We've hit an unusual case with a public CA which has issued two intermediate certificates used for issuing client certificates, where the subject names of the intermediate CAs only differ in the case of one character of the Subject DN (i.e. one has lower case, the other upper case).

OpenSSL treats these names as identical - it canonicalizes names internally (lower case, removing whitespace), and X509_NAME_cmp() compares as equal.  Other TLS implementations do not treat them as equal.

While the name comparison rules in https://tools.ietf.org/html/rfc3280#section-4.1.2.4 are clear, the rules in https://tools.ietf.org/html/rfc5280#section-7.1 are more ambiguous, with language like "Conforming implementations MUST support name comparisons using caseIgnoreMatch" not explicit.  Anyway, the CA apparently thinks this practice is acceptable.
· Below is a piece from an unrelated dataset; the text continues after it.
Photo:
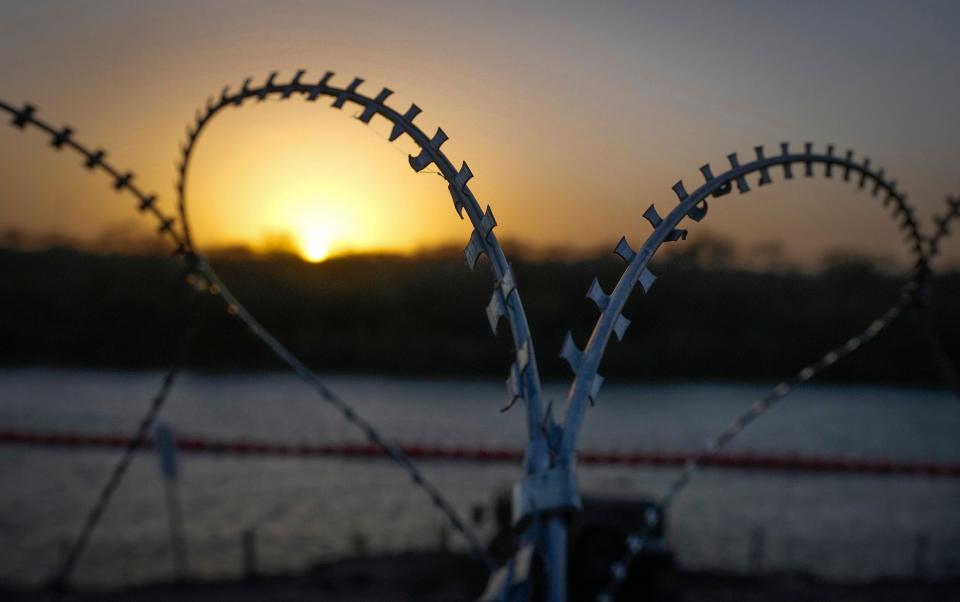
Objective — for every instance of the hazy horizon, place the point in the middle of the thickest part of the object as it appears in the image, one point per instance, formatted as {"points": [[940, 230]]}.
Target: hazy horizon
{"points": [[573, 119]]}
One way to work around this is in mod_ssl is to change the behaviour of SSLCARequestDN* to avoid OpenSSL's standard (canonical) name comparison and rely on a bitwise DN comparison.
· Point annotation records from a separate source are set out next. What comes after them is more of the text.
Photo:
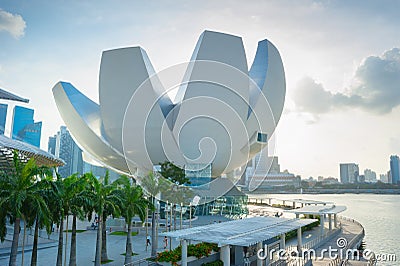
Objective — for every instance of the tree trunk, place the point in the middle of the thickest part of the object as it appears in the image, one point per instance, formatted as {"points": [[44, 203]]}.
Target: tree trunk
{"points": [[35, 242], [104, 256], [97, 259], [60, 243], [66, 242], [14, 246], [154, 241], [23, 244], [174, 217], [72, 254], [128, 247]]}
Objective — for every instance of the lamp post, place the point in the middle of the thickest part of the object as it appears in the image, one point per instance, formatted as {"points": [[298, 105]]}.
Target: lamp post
{"points": [[170, 239], [190, 215], [180, 226], [166, 216], [145, 220]]}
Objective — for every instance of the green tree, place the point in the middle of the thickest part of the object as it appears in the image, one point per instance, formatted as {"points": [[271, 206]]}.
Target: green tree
{"points": [[111, 207], [153, 185], [134, 203], [79, 206], [45, 187], [173, 173], [17, 189], [103, 195]]}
On one hand, few people need to use that directive, and the behaviour change should make no difference to 99.999% of them, so there should be little downside.  On the other hand, this forces unnecessary complexity into mod_ssl for a borderline standards violation.
Comment 1 Joe Orton 2017-09-29 14:05:09 UTC
I should have been more explicit here, the problem this creates is that mod_ssl can only send one of the two "duplicate" CA names in a certificate request, when both are required.